# Houseboat on Lake Powell



## Karen G (Apr 20, 2012)

Has anyone ever rented a houseboat on Lake Powell in Arizona? Travelzoo has  this deal and I'm wondering if it's a good one.


----------



## Rent_Share (Apr 20, 2012)

Outside of a rental of a fractional from a private party (i do believe an "owner" needs to be om board at all times) There is only one company with the the "right" to commercially Houseboats on Lake Powell

The fine print



> *With this deal, you don’t have to decide yet when to go. Just purchase a voucher from Travelzoo then call Lake Powell Resorts & Marinas directly at 888-896-3829 to make a reservation for your desired travel dates. Reservations are subject to availability and early booking is encouraged*. To reserve a boat, pay the refundable damage deposit ($600 for 46’ Expedition and 48’ Navigator or $1000 for 59’ Discovery XL) at time of booking. Once the boat is reserved, cancellation policy prevails. See below for full terms and conditions
> 
> .





Not sure if there is any way to confirm availability with Lake Powel Resrts, prior to purchasing from Travel Zoo


----------



## DaveNV (Apr 20, 2012)

FWIW:  I've gone houseboating on Lake Powell for a week seven times.  Renting a houeboat usually costs several thousand dollars for a week, so this price sounds fairly good.  Keep it mind it's "bare boat," so you'd need to bring your own food and beverages, and pay for gas - which is way higher priced than at your local gas station.  You normally pick up the boat after 12:00 noon, and return it before noon on ending day (not unlike a timeshare), so your actual usage days are limited with a three-day rental.
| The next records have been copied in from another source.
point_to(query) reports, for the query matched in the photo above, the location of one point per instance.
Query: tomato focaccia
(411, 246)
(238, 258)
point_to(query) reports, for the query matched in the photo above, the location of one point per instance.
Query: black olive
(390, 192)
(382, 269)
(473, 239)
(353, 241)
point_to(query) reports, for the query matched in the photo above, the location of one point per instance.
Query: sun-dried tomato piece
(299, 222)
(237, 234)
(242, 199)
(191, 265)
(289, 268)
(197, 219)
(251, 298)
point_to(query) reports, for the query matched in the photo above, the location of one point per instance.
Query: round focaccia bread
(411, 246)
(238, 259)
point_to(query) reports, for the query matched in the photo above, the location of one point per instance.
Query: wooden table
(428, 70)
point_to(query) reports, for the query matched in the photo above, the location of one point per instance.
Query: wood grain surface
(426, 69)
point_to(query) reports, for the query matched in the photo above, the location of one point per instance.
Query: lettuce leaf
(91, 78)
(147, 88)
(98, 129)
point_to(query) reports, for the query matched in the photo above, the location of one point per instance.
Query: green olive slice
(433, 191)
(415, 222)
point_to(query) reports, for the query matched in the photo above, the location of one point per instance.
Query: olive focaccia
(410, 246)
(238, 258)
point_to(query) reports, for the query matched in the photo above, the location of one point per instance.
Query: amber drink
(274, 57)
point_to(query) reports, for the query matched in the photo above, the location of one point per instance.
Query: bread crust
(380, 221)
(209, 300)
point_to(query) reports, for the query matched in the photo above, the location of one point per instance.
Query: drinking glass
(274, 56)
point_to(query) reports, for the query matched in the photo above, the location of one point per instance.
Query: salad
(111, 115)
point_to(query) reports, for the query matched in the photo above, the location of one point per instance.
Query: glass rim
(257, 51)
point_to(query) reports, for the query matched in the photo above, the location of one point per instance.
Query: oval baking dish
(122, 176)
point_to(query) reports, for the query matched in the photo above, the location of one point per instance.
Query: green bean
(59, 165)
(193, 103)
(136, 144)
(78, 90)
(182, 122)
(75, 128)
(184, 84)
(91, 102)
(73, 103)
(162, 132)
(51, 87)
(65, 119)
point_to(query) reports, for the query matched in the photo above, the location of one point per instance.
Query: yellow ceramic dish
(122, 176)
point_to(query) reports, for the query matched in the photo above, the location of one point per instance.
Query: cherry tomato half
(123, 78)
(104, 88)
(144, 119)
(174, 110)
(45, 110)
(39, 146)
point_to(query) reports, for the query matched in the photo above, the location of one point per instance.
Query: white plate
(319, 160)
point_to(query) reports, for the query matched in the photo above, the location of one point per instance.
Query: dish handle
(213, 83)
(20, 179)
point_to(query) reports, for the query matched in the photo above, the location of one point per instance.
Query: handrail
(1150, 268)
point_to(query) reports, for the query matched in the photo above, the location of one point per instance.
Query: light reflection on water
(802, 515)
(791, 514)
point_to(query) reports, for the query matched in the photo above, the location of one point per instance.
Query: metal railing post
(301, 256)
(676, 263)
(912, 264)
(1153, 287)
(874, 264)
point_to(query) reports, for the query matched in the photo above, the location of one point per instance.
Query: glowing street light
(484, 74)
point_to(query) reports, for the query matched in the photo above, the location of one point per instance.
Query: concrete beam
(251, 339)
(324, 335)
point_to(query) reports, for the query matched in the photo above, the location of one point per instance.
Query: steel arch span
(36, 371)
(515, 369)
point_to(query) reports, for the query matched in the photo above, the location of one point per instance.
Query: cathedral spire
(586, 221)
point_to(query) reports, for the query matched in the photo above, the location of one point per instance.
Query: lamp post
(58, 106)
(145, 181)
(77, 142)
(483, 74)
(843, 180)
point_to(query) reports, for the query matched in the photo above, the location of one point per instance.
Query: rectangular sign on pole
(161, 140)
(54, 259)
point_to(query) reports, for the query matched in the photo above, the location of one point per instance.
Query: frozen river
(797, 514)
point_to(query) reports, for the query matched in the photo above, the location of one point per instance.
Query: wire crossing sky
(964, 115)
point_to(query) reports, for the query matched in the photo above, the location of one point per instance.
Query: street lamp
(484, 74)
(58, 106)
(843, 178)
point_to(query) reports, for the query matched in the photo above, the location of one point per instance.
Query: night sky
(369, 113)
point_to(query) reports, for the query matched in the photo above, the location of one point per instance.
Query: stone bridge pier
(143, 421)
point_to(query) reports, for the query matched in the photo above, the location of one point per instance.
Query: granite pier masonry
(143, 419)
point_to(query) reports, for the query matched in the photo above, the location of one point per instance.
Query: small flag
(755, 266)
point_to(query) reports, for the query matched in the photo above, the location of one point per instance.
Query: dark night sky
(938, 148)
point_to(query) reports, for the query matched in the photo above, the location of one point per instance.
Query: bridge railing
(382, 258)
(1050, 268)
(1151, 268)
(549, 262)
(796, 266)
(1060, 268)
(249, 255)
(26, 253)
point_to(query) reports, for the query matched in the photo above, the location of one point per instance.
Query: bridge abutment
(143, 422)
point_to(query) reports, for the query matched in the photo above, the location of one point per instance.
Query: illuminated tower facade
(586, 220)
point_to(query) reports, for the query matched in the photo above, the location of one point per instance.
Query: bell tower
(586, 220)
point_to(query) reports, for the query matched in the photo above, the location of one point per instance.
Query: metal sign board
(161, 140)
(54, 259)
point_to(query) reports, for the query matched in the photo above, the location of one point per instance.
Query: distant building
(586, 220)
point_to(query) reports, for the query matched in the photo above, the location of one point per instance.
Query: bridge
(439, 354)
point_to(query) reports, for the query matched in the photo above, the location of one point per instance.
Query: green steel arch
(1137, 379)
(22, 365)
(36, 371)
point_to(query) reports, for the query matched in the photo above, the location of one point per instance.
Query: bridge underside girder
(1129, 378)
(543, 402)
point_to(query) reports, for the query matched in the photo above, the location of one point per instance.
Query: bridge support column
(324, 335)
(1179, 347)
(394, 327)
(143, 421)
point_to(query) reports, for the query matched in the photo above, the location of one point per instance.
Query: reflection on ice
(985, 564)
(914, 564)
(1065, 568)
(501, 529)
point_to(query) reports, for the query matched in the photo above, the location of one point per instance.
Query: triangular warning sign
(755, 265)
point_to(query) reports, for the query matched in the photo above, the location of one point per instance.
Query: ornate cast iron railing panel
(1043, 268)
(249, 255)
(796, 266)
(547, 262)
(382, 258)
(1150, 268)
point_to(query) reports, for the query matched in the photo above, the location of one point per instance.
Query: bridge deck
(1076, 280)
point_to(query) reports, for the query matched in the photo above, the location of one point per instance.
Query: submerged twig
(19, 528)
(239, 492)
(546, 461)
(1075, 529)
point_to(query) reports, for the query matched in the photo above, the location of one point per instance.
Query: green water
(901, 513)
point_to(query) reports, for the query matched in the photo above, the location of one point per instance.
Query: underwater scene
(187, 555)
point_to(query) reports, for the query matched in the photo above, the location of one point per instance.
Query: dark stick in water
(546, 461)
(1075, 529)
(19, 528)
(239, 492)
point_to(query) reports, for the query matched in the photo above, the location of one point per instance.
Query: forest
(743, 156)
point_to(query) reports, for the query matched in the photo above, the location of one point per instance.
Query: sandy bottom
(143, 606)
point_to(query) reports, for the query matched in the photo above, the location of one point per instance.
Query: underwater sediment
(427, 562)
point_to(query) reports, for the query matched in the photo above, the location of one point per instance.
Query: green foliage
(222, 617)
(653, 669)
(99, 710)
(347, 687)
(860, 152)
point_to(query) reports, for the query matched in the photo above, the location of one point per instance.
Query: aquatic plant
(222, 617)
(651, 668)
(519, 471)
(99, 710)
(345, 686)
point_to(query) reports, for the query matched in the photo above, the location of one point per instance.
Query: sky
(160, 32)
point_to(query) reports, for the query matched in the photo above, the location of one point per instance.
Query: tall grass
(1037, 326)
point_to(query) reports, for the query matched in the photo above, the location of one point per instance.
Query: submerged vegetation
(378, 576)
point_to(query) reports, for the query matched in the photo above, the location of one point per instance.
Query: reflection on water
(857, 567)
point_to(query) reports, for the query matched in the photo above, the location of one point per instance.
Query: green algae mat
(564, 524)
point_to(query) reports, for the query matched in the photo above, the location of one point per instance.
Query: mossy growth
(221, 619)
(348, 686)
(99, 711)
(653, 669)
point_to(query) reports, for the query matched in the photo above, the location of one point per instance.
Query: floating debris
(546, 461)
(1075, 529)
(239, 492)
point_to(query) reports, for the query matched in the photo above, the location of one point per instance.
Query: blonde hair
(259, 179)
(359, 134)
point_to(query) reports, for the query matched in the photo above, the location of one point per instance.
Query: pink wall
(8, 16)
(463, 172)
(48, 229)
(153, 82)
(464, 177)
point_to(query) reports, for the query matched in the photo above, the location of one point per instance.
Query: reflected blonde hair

For the money, if you brought some friends, it'd be fun.  I'd do it, if I lived closer to Powell.  We liked to go in September, after the crazy summer crowds are gone, but the weather is still great.  Not too hot or cold.

YMMV.  

Dave


----------



## Dollie (Apr 20, 2012)

In June, 2011 we rented a houseboat for three days at Bullfrog marina on Lake Powell.  It was just the two of us, but we got a boat one size up from the smallest available.  (The smallest houseboat was much slower and we wouldn’t be able to go where we wanted.)  

- We paid for the night before on board at the dock so we could be all set up and ready to go early in the morning.  

- Bullfrog marina is in the middle of the lake with nothing around.  All food had to be purchased beforehand and brought to the marina.  The marina near Page has shopping available in Page.

- The air conditioning was too noisy to run especially at night.  Required the generator to run which was noisy and used up gas.

- The two separate bedrooms had just double beds which had walls on three sides and weren’t very roomy.  Without the air conditioner running the doors had to be left open.

 - You don’t really anchor the boat, the lake is too deep.  You beach the boat, dig two holes 2 feet deep in the sand and drop an anchor in each, and tie them off on the stern of the boat.  We hit a snag, the lake had risen 8 inches in 12 hours and was still rising, the sandy beaches were under water.  We had too jury rig the anchors as best we could and were up most of the night tightening lines.  This is probably not a common situation.  It was caused by a combination of melting heavy winter snows in the mountain and lots of rain.

- The lake is very long.  Do your homework and know how far you can go.  Houseboats are slow.

- Mouse traps are supplied for the houseboat mice.  Good luck catching them.  They kept us company at night while we were watching the lines.

- After the trip, we came to the conclusion that we would have enjoyed having a room at the marina hotel and renting a speedboat to go out on the lake during the day.


----------